On day six it was noted that the baby’s abdomen was erythematous around the gastrostomy site and so a septic screen was repeated, and she was commenced on second line antibiotics. Her CRP was 44, having been 73 post-operatively. The erythema gradually resolved but on day 10 of life she appeared quiet and mottled with a grossly distended, tender abdomen. Another septic screen was undertaken, the CRP now rising to 98, the radiological films repeated, and her antibiotic therapy was rationalised on discussion with the microbiology team. The abdominal radiograph remained unchanged and was now considered to be secondary to septic ileus. There was no improvement in the clinical picture and the CRP rose further to 126 so the decision was made to remove the femoral venous line, as a potential source of infection. When this was done TPN was seen leaking from the insertion site. With gentle abdominal palpation and positional changes 28mls of TPN was removed from the baby’s abdomen, representing approximately 3 hours’ worth of infusion, with an immediate improvement in abdominal distension, colour and overall activity of the baby.
Serum electrolytes, lactate and glucose had all remained stable and within normal limits. The pressure readings on the infusion pump had remained low. On reviewing serial abdominal radiographs (Figure 1) there was no indication that the line had extravasated as this had been masked by the gasless appearances post-operatively.
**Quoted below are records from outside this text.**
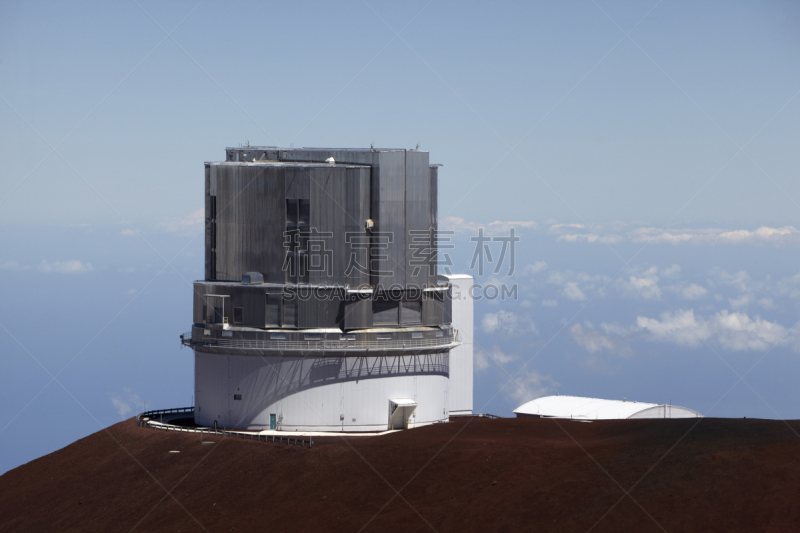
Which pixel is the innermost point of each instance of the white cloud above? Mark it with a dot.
(741, 301)
(556, 227)
(538, 266)
(65, 267)
(734, 331)
(529, 385)
(681, 328)
(738, 332)
(763, 234)
(672, 271)
(507, 323)
(573, 292)
(647, 285)
(693, 292)
(192, 223)
(483, 359)
(740, 280)
(766, 303)
(593, 340)
(12, 265)
(126, 403)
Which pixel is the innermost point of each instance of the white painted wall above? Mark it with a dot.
(461, 357)
(308, 395)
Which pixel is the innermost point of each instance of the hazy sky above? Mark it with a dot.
(647, 152)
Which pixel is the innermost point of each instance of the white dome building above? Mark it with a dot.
(578, 408)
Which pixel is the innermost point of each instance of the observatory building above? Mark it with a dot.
(321, 307)
(577, 408)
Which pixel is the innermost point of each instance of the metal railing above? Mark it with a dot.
(476, 415)
(147, 419)
(321, 345)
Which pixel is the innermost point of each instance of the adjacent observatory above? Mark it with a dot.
(321, 307)
(577, 408)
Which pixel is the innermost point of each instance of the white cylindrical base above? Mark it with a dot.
(318, 393)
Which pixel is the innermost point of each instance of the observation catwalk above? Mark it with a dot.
(321, 307)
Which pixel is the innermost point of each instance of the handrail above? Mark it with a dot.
(321, 345)
(145, 419)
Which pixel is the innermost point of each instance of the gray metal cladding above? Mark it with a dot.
(248, 216)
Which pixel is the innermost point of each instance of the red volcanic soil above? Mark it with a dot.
(468, 475)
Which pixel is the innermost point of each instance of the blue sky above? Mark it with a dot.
(645, 152)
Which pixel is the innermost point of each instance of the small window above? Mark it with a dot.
(289, 313)
(273, 310)
(291, 211)
(304, 211)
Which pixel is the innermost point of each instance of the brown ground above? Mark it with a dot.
(469, 475)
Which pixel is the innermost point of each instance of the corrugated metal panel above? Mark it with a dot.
(417, 216)
(461, 357)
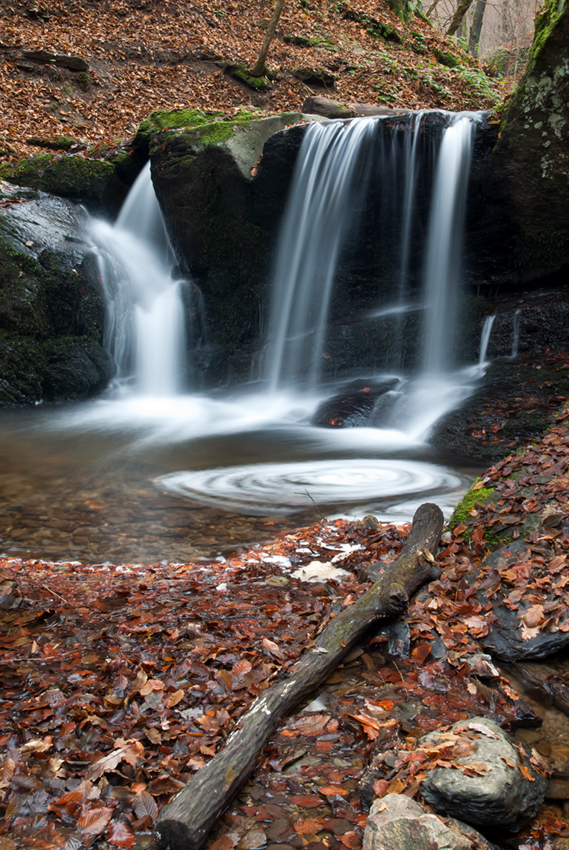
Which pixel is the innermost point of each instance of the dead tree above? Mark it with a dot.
(184, 824)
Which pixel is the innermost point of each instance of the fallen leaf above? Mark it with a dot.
(120, 835)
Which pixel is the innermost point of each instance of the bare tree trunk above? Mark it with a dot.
(476, 28)
(432, 8)
(184, 824)
(259, 68)
(461, 11)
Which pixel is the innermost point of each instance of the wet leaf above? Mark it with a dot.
(94, 821)
(144, 805)
(120, 835)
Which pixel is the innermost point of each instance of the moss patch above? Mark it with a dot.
(242, 73)
(446, 58)
(461, 514)
(91, 181)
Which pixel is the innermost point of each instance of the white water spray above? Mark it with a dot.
(485, 339)
(323, 196)
(145, 331)
(444, 245)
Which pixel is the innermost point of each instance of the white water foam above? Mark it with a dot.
(145, 330)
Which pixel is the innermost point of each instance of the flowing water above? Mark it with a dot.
(151, 473)
(145, 330)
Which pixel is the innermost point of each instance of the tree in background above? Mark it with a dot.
(476, 27)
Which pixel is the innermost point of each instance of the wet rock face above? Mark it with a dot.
(498, 794)
(532, 156)
(101, 185)
(51, 306)
(396, 822)
(222, 211)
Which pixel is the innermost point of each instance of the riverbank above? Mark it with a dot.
(120, 681)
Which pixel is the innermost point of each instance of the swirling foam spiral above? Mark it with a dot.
(283, 488)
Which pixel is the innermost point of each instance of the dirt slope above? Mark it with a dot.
(141, 56)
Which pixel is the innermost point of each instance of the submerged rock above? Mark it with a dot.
(51, 306)
(396, 822)
(354, 406)
(503, 788)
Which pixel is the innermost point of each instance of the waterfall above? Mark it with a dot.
(145, 328)
(444, 245)
(485, 338)
(329, 182)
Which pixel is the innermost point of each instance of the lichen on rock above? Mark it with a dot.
(51, 306)
(532, 155)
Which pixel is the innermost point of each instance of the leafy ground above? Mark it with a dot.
(147, 55)
(119, 682)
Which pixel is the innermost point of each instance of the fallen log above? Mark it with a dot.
(184, 824)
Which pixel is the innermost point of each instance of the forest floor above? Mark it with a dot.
(147, 55)
(119, 682)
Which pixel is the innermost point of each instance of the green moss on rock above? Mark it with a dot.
(163, 119)
(447, 58)
(532, 155)
(461, 514)
(94, 182)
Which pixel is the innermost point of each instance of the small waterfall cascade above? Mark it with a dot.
(516, 334)
(406, 163)
(485, 338)
(329, 184)
(145, 331)
(444, 243)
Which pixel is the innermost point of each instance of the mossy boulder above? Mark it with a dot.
(163, 119)
(222, 211)
(52, 311)
(100, 184)
(532, 155)
(445, 57)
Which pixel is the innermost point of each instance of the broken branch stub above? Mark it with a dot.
(184, 824)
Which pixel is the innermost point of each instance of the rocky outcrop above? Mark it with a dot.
(495, 785)
(396, 822)
(222, 211)
(531, 160)
(51, 306)
(100, 184)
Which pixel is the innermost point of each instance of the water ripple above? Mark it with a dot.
(389, 488)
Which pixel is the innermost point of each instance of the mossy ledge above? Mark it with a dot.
(97, 183)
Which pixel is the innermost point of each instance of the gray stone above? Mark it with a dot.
(52, 311)
(396, 822)
(501, 796)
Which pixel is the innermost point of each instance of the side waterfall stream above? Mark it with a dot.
(153, 471)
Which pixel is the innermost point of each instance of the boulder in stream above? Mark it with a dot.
(352, 406)
(52, 310)
(396, 822)
(495, 785)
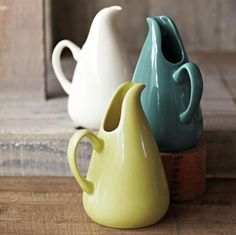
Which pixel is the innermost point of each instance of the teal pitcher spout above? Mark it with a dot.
(173, 87)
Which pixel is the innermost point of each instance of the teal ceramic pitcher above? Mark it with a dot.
(173, 87)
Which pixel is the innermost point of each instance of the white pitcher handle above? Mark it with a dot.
(56, 62)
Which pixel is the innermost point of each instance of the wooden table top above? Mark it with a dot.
(53, 205)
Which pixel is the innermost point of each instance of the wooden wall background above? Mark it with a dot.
(204, 24)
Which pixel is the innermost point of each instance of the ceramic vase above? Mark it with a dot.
(125, 186)
(102, 66)
(171, 99)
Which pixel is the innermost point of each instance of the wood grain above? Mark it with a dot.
(34, 141)
(203, 24)
(43, 205)
(21, 50)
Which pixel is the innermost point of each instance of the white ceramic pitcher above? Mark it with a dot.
(102, 65)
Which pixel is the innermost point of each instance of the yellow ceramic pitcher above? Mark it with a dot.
(125, 185)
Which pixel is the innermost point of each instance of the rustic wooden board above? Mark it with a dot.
(204, 24)
(54, 206)
(21, 49)
(34, 135)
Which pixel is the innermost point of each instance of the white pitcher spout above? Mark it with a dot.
(108, 12)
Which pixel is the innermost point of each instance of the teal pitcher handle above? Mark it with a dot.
(196, 89)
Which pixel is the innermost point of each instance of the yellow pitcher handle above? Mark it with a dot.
(97, 144)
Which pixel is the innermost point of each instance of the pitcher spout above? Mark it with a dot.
(128, 94)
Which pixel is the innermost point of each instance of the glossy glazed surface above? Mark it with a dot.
(102, 66)
(125, 186)
(173, 87)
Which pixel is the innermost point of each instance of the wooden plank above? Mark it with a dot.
(203, 24)
(21, 49)
(50, 205)
(34, 141)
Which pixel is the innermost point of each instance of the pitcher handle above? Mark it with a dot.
(56, 62)
(97, 144)
(196, 89)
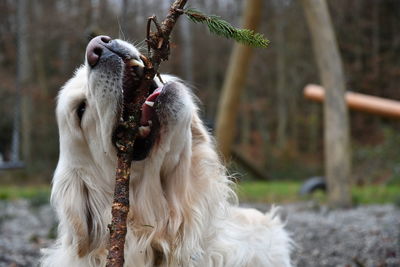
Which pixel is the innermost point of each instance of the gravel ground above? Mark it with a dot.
(364, 236)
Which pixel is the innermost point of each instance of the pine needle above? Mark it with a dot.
(220, 27)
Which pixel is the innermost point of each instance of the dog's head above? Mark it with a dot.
(90, 103)
(89, 106)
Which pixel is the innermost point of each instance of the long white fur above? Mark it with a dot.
(182, 204)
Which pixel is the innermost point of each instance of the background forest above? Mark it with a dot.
(279, 133)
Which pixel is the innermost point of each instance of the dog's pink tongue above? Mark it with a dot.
(148, 109)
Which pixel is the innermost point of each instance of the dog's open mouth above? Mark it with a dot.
(149, 123)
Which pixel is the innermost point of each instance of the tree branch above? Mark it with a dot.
(128, 125)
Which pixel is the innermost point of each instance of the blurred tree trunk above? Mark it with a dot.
(336, 122)
(187, 47)
(235, 81)
(281, 87)
(124, 17)
(23, 75)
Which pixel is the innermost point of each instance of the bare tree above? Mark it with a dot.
(23, 74)
(235, 81)
(336, 122)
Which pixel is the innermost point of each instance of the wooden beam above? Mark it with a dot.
(361, 102)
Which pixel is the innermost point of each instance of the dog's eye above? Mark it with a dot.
(80, 110)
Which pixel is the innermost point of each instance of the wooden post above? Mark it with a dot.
(336, 123)
(361, 102)
(234, 83)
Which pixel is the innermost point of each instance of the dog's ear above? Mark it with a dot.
(77, 214)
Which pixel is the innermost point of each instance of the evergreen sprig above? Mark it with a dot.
(223, 28)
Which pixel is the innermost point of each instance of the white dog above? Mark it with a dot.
(182, 211)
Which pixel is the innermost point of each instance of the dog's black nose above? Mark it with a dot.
(95, 49)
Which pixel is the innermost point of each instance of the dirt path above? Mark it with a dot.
(364, 236)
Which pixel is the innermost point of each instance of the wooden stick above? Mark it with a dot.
(365, 103)
(127, 131)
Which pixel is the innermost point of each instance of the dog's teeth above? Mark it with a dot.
(149, 103)
(144, 131)
(135, 63)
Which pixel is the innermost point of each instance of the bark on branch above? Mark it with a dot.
(129, 122)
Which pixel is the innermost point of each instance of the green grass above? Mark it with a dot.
(248, 191)
(288, 192)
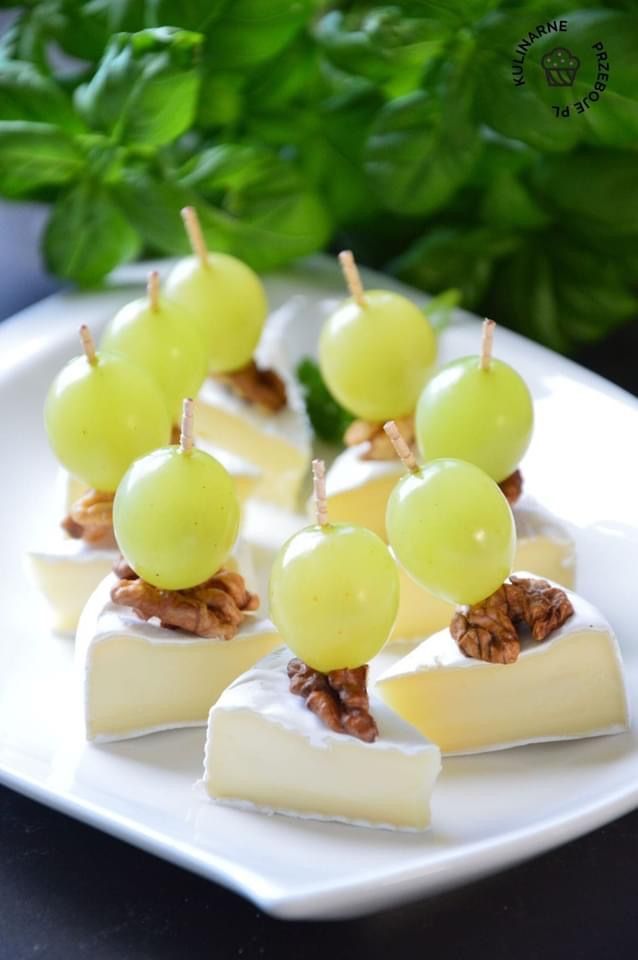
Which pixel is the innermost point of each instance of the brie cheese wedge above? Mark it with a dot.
(266, 751)
(358, 492)
(138, 677)
(278, 444)
(568, 686)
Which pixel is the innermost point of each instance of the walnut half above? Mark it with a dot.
(338, 698)
(215, 608)
(487, 630)
(254, 385)
(91, 519)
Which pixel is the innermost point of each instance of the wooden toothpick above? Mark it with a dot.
(352, 277)
(401, 448)
(186, 435)
(152, 287)
(486, 343)
(195, 235)
(319, 491)
(88, 344)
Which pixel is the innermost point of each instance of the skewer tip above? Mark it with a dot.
(186, 435)
(401, 448)
(88, 344)
(352, 277)
(319, 491)
(487, 340)
(195, 235)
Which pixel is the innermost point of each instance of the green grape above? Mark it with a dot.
(228, 301)
(376, 358)
(334, 595)
(101, 416)
(176, 517)
(482, 416)
(165, 341)
(452, 529)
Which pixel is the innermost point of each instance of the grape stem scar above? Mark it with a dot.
(487, 340)
(402, 449)
(319, 491)
(186, 435)
(88, 344)
(195, 235)
(152, 287)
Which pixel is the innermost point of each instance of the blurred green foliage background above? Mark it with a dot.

Since the manual extraction of intra-abdominal TPN the CRP fell dramatically, and the clinical appearance continued to improve. Blood and femoral line tip cultures were negative. The baby later underwent an oesophageal anastomosis and was discharged home.
Discussion
Abdominal radiographs are an important tool in aiding the diagnosis of intra-abdominal pathologies and can often tip the balance in favour of certain differential diagnoses [2]. In cases where the radiograph is inconclusive, or there is no gas pattern, it falls to the attending clinicians to use clinical acumen to uncover the underlying pathology. There are common differentials that can explain an inflamed, distended abdomen that is associated with a rising CRP and general clinical deterioration of the patient, such as septic ileus, and these must of course be considered. Care must be taken, however, especially in neonates with central lines in situ, not to overlook the possibility of line extravasation. This case demonstrates that signs of nutritional failure, such as hypoglycaemia or electrolyte disturbance, or equipment failure such as high pump pressures are unreliable in identifying an extravasated line. The radiological finding of a gasless abdomen post-TOF ligation obscured the intra-abdominal accumulation of TPN, leading to a delay in identifying the cause of an acute deterioration and subsequent intervention that resolved it. We believe this case demonstrates the importance of a holistic clinical approach to the deteriorating or non-improving patient, and that seeking differentials alternative to established may reveal the cause of the deterioration, and therefore the correct treatment.